Глаза Рамеро сощурились.
– Тогда, – проворковал он дружеским тоном, сжимая локоть Романа, – быть может, вы нуждаетесь в ласке иного рода? Я пришлю вам красивого мальчика. Или, если хотите, двух. Они совсем юные, но такие искусники. Вы не пожалеете, дорогой Майкл.
Такого поворота Роман не ожидал. Он представил, как прыснула где-то Долорес, услыхав это предложение, и едва не выдернул свой локоть из горячей руки Рамеро.
«Не ждет ли он, что я приглашу его разделить со мной постель?» – подумал он.
– Спасибо, уважаемый Мануэль, – сказал Роман, мягко высвобождая свой локоть. – Но до развлечений подобного рода я еще не дозрел.
– Как знаете, – не огорчился Рамеро. – Ваша спальня на втором этаже. Спокойной ночи.
Роману показалось,
Он поднялся на второй этаж, где слуга-индеец показал ему спальню – пышно убранное помещение с гигантской постелью в алькове. На ней мог бы разместиться целый «табун» мальчиков, и, если взять в расчет необычайную гостеприимность хозяина, нетрудно было предположить, что нечто подобное здесь порой и происходило.
Роман погасил люстру и оставил гореть небольшой ночник. Вышел на балкон, вдохнул густого, напитанного сладостью цветов воздуха. Некоторое время стоял без движения, вслушиваясь в окружающие его звуки. Ничего особенного он услышать не хотел, просто настраивал свой «колокольчик». Затем вернулся в комнату, быстро разделся и лег под одеяло.
Но сначала позаботился о модуляторе. Спал Роман чутко, однако никто не мог поручиться, что ему не подсыпали снотворного. Поэтому, прежде, чем лечь, он достал модулятор и спрятал его под матрас. Во всяком случае, если Романа будут перекатывать с боку на бок, он почувствует это в любом состоянии.
Каракас, 23.20
– Кажется, угомонились, – сказал один из специалистов по прослушиванию.
Он снял наушники и с хрустом потянулся, не смущаясь присутствием генерала Торреса и майора Эсперанце.
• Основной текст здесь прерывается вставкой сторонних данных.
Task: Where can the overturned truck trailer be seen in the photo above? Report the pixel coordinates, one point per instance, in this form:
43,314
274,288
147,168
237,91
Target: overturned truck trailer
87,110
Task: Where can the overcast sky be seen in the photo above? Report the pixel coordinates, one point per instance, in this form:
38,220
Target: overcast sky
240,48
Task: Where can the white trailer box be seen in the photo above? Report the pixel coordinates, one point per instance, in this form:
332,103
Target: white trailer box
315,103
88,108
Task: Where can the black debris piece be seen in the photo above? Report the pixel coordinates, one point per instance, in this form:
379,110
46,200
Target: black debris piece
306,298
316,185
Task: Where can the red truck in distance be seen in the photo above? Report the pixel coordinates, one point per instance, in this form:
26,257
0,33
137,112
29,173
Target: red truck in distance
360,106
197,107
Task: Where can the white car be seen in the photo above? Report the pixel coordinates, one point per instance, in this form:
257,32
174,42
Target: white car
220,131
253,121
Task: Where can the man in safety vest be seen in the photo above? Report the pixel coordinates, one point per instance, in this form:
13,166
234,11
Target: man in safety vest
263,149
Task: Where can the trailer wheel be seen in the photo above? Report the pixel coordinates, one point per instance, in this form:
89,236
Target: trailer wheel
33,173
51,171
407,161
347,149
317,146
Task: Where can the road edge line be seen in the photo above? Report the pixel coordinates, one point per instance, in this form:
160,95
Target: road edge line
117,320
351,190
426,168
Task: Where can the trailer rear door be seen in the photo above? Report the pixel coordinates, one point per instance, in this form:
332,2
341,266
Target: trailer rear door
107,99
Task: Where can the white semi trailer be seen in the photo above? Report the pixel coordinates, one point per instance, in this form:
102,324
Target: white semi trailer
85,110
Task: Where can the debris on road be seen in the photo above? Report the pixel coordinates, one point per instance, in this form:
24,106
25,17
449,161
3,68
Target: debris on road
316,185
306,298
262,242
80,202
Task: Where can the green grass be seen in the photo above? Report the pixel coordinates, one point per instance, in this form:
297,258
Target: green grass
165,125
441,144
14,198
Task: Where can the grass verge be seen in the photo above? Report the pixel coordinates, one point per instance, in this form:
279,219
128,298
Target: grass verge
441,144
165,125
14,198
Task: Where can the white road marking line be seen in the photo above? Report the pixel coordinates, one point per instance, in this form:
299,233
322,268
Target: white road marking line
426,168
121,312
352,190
– Точно, – подтвердил второй, покручивая ручки настроек. – Тишина.
Он вопросительно посмотрел на генерала.
– Отбой?
Торрес положил на стол наушники и поднялся.
– Один остается на посту. Второй может отдохнуть.
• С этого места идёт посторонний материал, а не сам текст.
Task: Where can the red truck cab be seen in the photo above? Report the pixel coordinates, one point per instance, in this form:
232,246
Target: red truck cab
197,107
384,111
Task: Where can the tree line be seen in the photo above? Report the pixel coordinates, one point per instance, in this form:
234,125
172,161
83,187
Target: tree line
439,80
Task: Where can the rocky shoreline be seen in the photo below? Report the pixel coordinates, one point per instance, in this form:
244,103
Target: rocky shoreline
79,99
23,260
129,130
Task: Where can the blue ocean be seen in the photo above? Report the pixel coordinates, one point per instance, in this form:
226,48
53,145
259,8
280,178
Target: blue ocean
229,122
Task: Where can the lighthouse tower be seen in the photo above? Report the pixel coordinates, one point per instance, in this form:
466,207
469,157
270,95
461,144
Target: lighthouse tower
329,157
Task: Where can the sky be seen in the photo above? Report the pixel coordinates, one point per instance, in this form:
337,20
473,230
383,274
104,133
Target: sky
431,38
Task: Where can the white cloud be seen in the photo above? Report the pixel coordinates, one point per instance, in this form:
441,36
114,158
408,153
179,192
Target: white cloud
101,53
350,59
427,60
Он быстро вышел из операторской и направился в свой кабинет.
Долорес торопливо шагала следом, продолжая думать о том, как поступил с ней Роман. Предал, иначе это не назовешь. Не только выставил ее идиоткой, но еще и поставил под угрозу всю операцию. Чудо еще, что его не разоблачили до этой поры. Конечно, он ловкий малый. И чувствует себя среди заговорщиков, как рыба в воде. Слушая его разговоры то со своим американским «патроном», то с гостями Рамеро, Долорес невольно завидовала самообладанию Романа. Пожалуй, признавалась она себе, среди наших агентов такого не сыскать. А как он разделался с обкуренными отморозками? И это после того, как выпил целую бутылку рома! И ведь ни капли ни хвастал, будто все, что он делал, было чем-то само собой разумеющимся. А какой он был любовник. О-о… Тут глаза Долорес затягивались мечтательной пленкой, и она, забыв о предательстве, вспоминала такие подробности, от которых учащалось дыхание и увлажнялись ладони.
Но затем она ловила мрачный взгляд Торреса – и сразу все становилось на свои места. Наглец беспардонно влез в операцию, злоупотребив доверием принимающей стороны, и даже не счел нужным поставить в известность свое московское начальство.
Когда генерал Торрес, созвонившись с генералом Слепцовым, узнал, что они имеют дело с отъявленным разгильдяем, который привык действовать исключительно наобум, не сообразуясь ни с чьими доводами, он едва не учинил международный скандал, требуя немедленного отзыва сего анархиста. Остановило его только то, что извлечение Морозова из операции грозило еще худшими последствиями, чем внедрение его в ряды заговорщиков, и, скрепя сердце, Торрес приказал оставить все, как есть.